Surgery becomes the clear choice when there is significant spinal cord compression, progressive neurological symptoms, or a fracture pattern unlikely to heal with bracing alone. Large, fixed displacements of C1 on C2, established nonunion of odontoid fractures, and age over 60 (where bone healing is less reliable) are common surgical indications.

The goal of surgery is to fuse C1 and C2 together, permanently eliminating the abnormal motion. Older techniques used wires looped around the vertebrae to hold a bone graft in place (methods associated with names like Gallie and Brooks). These stabilize the spine from only one point, which limits their effectiveness. Modern techniques use screws placed through or into the C1 and C2 vertebrae, providing much stronger, three-dimensional fixation. The screws are connected by rods, and bone graft is added to encourage the vertebrae to grow together permanently.

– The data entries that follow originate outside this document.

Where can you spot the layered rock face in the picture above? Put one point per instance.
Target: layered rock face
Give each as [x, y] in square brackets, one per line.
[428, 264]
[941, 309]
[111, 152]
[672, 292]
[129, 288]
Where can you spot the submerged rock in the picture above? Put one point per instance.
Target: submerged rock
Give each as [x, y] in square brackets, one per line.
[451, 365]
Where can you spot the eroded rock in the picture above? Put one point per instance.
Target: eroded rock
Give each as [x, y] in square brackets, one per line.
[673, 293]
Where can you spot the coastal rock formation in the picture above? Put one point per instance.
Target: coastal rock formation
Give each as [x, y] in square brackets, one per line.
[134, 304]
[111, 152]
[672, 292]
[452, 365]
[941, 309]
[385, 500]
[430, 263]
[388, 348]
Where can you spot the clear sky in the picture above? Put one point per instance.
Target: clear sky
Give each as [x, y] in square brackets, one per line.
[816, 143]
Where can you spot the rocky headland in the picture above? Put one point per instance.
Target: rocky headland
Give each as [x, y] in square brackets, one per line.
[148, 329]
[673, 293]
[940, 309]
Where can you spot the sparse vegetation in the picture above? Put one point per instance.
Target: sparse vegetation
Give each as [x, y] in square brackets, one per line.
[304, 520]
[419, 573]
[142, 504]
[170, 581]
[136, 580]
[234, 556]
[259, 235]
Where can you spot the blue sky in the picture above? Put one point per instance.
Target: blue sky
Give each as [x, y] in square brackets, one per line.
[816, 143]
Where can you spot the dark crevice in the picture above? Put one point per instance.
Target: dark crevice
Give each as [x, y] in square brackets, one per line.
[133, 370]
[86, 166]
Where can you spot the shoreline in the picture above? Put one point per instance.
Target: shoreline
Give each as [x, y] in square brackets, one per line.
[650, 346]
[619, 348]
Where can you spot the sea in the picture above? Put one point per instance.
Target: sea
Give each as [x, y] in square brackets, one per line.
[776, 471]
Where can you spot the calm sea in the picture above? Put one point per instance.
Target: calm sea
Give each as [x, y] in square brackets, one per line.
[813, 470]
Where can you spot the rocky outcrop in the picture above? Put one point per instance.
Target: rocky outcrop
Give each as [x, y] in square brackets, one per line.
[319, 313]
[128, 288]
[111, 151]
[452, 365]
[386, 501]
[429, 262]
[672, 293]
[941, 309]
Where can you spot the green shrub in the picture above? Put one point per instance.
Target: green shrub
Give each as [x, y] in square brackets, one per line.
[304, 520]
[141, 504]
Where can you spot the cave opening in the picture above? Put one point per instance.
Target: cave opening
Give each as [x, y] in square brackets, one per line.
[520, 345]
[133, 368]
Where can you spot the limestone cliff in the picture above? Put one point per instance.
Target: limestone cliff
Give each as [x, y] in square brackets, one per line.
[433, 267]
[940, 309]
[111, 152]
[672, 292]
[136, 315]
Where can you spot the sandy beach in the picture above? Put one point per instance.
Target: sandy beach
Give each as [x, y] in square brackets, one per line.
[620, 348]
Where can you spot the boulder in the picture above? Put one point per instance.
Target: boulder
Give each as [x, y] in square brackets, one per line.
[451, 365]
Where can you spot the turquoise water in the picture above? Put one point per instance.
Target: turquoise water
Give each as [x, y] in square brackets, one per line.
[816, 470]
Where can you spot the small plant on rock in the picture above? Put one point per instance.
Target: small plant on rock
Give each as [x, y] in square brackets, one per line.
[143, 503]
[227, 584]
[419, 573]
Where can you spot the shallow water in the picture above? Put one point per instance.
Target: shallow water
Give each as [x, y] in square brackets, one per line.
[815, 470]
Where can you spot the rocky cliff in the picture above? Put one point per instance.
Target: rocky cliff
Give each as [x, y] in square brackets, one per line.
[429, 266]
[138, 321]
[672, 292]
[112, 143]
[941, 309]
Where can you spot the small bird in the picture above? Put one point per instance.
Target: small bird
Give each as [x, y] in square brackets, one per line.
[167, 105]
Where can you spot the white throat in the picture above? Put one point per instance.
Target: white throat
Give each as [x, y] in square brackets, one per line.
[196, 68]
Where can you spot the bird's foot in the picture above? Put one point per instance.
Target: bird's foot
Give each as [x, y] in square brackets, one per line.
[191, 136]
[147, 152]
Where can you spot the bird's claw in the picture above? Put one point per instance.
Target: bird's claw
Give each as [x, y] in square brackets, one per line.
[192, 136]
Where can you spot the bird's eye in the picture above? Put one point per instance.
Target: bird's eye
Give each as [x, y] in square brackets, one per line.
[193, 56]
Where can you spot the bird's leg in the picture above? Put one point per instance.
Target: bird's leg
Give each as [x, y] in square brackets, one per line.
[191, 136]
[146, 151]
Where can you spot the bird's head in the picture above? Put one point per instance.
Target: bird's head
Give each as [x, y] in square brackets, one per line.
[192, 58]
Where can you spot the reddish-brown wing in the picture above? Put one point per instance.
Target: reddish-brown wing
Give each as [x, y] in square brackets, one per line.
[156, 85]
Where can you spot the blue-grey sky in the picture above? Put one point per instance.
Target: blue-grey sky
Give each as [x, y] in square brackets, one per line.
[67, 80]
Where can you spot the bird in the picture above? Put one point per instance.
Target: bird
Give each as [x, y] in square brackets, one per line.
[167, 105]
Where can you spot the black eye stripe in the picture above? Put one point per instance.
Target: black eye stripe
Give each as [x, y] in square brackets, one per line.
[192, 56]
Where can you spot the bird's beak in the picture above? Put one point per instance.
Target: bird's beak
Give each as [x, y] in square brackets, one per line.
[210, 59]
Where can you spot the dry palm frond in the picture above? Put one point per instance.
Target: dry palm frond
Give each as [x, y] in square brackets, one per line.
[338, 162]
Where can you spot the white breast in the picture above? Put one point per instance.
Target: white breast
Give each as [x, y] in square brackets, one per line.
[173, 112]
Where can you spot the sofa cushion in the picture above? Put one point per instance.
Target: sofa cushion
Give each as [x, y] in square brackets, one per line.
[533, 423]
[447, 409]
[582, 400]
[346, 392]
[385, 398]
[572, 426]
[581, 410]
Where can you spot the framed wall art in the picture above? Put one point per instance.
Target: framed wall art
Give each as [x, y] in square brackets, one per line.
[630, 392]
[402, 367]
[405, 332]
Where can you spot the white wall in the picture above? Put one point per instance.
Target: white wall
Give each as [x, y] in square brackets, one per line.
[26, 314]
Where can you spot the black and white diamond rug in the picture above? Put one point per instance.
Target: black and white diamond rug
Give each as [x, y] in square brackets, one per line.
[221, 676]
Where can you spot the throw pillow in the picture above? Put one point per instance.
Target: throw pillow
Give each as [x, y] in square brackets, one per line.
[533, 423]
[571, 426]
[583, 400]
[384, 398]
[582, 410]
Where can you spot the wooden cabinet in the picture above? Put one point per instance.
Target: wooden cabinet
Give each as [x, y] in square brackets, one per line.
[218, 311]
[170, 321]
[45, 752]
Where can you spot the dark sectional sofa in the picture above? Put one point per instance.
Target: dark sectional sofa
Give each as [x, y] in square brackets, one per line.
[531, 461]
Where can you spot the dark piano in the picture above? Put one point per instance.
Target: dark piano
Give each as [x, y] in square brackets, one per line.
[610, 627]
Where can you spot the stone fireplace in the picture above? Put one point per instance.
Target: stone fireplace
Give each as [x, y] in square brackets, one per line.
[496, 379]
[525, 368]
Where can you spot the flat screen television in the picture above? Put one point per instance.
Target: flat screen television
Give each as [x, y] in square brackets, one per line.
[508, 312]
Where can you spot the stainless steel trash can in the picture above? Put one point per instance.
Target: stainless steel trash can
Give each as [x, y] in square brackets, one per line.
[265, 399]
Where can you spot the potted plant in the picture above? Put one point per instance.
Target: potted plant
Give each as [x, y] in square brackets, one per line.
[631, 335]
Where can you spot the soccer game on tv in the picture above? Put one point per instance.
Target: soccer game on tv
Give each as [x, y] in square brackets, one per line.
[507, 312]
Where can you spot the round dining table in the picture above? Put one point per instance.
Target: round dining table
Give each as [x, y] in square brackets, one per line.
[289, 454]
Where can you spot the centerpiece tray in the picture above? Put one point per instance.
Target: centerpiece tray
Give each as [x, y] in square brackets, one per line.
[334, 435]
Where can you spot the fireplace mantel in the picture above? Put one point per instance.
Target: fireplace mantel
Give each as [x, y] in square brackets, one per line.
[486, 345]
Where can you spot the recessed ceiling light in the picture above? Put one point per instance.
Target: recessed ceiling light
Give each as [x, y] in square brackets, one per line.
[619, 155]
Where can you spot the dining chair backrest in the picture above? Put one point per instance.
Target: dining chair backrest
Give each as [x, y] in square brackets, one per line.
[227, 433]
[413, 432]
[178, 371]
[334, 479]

The prognosis after surgery is generally good. Early decompression and fusion can halt spinal cord dysfunction and, in many cases, reverse symptoms like pain, numbness, and difficulty walking. Among patients who undergo atlantoaxial fusion, about 4% experience vertebral artery injury during the procedure, roughly 11% develop an area of sensory loss in the back of the head from C2 nerve irritation, and the overall complication rate is around 17%. These numbers reflect the technical difficulty of operating so close to the brainstem and major blood vessels, which is why the procedure is performed by fellowship-trained spine surgeons.

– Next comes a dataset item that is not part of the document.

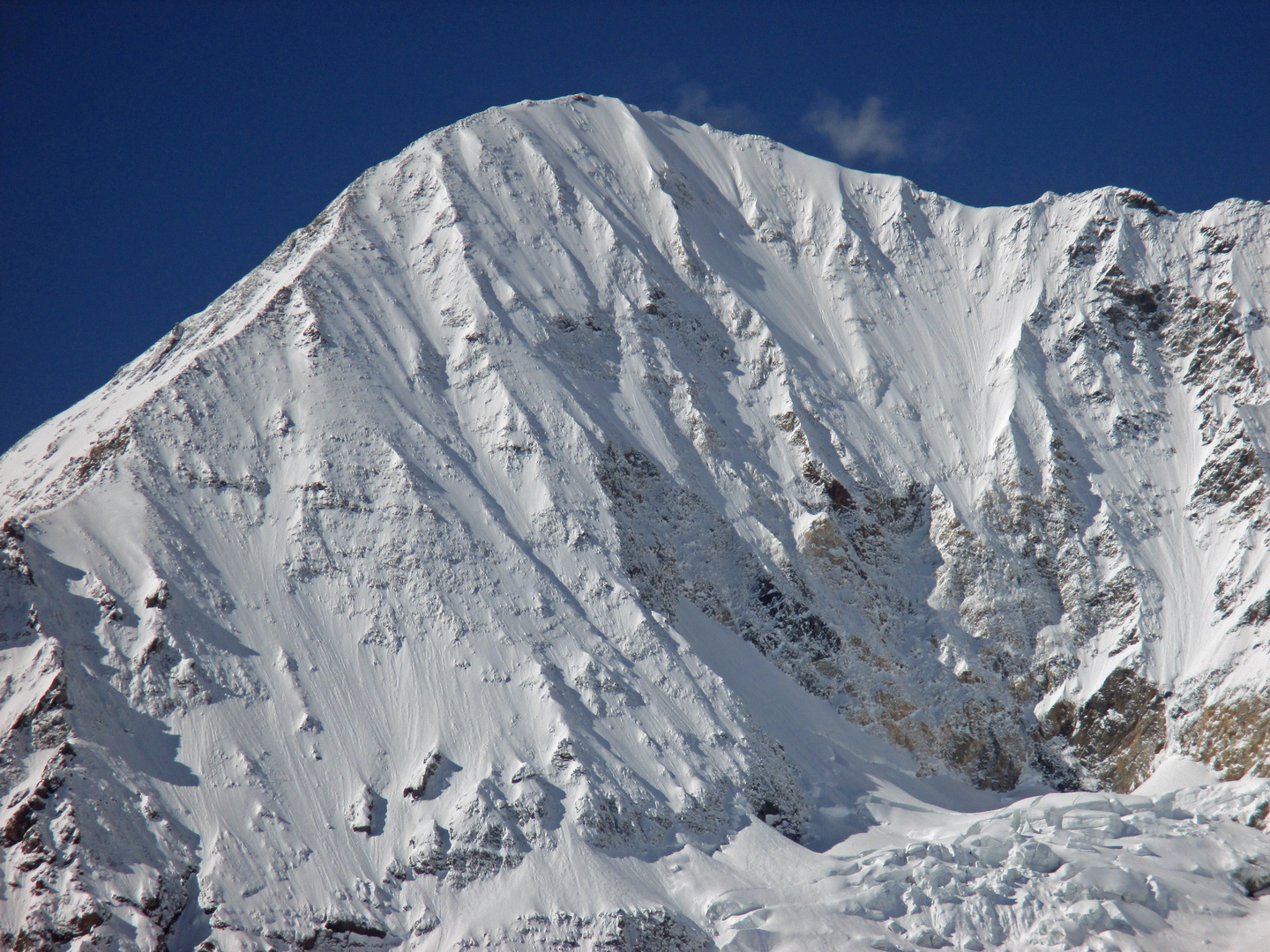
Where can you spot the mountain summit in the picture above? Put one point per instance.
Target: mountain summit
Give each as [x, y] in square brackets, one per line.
[601, 531]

What Happens Without Treatment

The most significant risk of untreated AAI is progressive spinal cord compression. Over time, this can lead to restricted neck movement, weakness in the arms and legs, difficulty breathing, and in the worst cases, quadriplegia or death. Even in people who have been asymptomatic for years, a seemingly minor fall or whiplash event can cause sudden, catastrophic cord injury if the joint is already unstable.

Simple bedside tests offer clues about severity in people with congenital AAI: being unable to count to 10 on a single breath or hold your breath for 10 seconds correlates with higher risk of serious outcomes, reflecting early compromise of the nerves that control breathing. For anyone with known AAI, these functional markers help guide how urgently treatment is needed.